It is a powerful tool and we need to use it to make a difference.  This means ensuring the commitments become action points for every humanitarian agency and all humanitarian country teams – with the perspective of aid recipients hard-wired into the way plans, programmes, and projects are designed and their impact measured.

Over the last three years, with the support of Sida, GTS has been working with the CHS Alliance in Chad, systematically tracking how affected people see the relief effort there in terms of its respect for the Standard and progress towards achieving the strategic objectives of the Humanitarian Response Plan.

Participants in the CHS Alliance and GTS strengthening accountability project in Chad © Isabella Leyh, GTS

This same approach to tracking response-wide performance from the aid recipients’ point of view has been replicated in Bangladesh, Burkina Faso, Central African Republic, Iraq, and Somalia.

The approach holds promise because it is not the preserve of AAP ‘specialists.’ Rather, it requires ownership on the part of the leadership.  Only when the perspective of affected people is embedded in the architecture of humanitarian action will it cease to be a nice-to-have add-on and become instead a central driver of better humanitarian performance.

This means revisiting the prevailing approach to AAP at the field level that places disproportionate emphasis on Commitments 4 and 5. In practice, this often boils down to basic communication with communities and going through the motions on setting up complaint mechanisms. By limiting the focus in this way we risk giving a perfunctory nod to the concept of AAP while ignoring the bigger CHS picture. Seven-ninths of it, to be exact!

Rather than tethering ourselves to a minimalist interpretation of AAP, we must seek out the views of affected people on every aspect of humanitarian action. The Nigerian writer Chimamanda Ngozi Adichie rightly says that “the single story creates stereotypes, and the problem with stereotypes is not that they are untrue, but that they are incomplete. They make one story become the only story.” The very term ‘accountability’ has its roots in truth telling, and we can no longer afford to understand humanitarian accountability in this limited way.

The CHS provides a powerful framework against which to measure progress while the strategic objectives set out in every Humanitarian Response Plan provide succinct statements of intent against which to assess whether or not the Standard’s commitments – all nine of them – are successfully translated into concrete programming.
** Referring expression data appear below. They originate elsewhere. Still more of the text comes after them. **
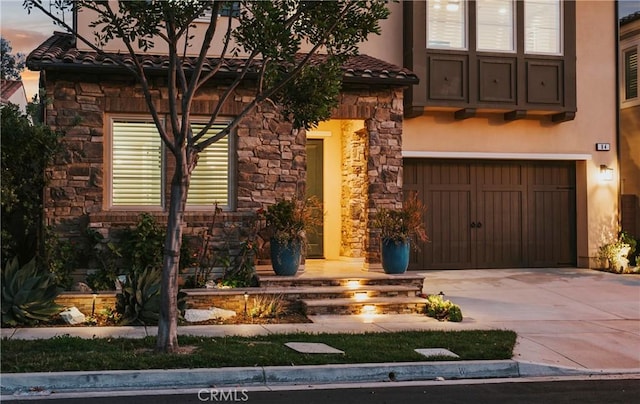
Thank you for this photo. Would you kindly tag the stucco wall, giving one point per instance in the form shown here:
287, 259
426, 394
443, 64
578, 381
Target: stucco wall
489, 136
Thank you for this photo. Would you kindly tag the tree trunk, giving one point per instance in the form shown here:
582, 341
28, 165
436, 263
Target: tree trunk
167, 340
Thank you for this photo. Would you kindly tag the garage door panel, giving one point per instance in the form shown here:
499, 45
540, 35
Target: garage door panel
448, 230
552, 241
523, 213
499, 230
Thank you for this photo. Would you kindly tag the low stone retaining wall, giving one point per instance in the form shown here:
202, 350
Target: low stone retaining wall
228, 299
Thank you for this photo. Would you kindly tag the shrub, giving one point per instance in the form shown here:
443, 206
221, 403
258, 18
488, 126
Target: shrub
26, 150
266, 306
615, 255
28, 294
61, 258
443, 310
139, 248
139, 301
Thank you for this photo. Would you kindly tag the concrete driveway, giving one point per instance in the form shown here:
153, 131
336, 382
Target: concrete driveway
571, 317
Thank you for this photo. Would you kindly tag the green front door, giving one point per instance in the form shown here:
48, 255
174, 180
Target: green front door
315, 188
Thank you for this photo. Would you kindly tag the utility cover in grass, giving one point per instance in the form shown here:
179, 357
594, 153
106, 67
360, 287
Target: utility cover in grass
313, 347
431, 352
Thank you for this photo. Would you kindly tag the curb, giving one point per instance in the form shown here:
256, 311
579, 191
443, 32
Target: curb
17, 383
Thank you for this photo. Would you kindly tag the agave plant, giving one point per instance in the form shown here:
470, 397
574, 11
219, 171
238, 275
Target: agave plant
139, 302
28, 294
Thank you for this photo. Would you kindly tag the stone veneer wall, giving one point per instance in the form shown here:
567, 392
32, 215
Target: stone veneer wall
271, 155
354, 193
383, 113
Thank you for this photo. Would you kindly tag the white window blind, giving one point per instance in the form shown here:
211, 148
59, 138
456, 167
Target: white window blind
542, 26
210, 179
495, 25
446, 24
631, 74
136, 166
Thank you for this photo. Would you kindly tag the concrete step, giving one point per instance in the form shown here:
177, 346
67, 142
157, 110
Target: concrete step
373, 305
337, 292
301, 280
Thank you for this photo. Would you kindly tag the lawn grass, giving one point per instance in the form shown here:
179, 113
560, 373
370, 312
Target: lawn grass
66, 353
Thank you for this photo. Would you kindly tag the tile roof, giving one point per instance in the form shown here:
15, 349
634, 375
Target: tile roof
59, 52
9, 88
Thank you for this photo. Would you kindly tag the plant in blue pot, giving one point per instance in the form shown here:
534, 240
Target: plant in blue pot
288, 222
397, 229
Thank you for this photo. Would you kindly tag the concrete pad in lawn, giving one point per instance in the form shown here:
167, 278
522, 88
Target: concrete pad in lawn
440, 352
313, 348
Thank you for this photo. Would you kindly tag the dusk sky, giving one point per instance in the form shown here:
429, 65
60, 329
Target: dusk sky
25, 32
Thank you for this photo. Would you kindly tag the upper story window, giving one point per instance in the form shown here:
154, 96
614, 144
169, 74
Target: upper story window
496, 25
447, 24
630, 74
493, 27
542, 26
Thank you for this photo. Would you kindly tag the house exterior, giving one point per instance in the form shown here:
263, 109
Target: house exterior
630, 124
499, 114
12, 92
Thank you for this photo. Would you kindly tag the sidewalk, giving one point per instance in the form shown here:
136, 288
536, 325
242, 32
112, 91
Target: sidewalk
569, 321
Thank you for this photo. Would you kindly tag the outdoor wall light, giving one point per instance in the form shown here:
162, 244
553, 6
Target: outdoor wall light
369, 309
361, 296
246, 298
93, 305
606, 173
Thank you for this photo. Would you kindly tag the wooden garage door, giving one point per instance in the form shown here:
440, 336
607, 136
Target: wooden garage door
494, 214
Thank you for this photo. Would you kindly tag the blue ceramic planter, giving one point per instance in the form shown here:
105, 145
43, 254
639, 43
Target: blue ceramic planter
395, 256
285, 256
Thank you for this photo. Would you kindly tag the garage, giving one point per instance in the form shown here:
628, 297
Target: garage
494, 213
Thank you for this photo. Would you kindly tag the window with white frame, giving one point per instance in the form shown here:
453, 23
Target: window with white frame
630, 65
542, 26
494, 25
210, 179
447, 24
136, 164
137, 170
The humanitarian planning season is now in full swing and humanitarian country teams are pouring over needs assessments and formulating response plans for next year.  Most turn to AAP specialists to help them draft discrete sections in the new documents, in line with guidance from Geneva.

This frenetic planning exercise is about elaborating response plans for the year 2021. But what about evaluating the success of plans implemented in 2020, the year that is coming to an end? Who is checking whether they met their goals… and if people affected by crisis consider they’ve made a difference in their lives? In most places, this is simply not happening.

The compelling aspiration of accountability to affected people will only come to pass when it is part of a broader approach to humanitarian accountability, at all levels. If we are to break the AAP logjam, we must place it in this bigger context. This in turn requires determination on the part of donors to demand more of the organizations they fund than routine self-reports. They must genuinely hold their grantees to account– and weighing heavily in that balance must be the extent to which affected people get to participate in determining their own future.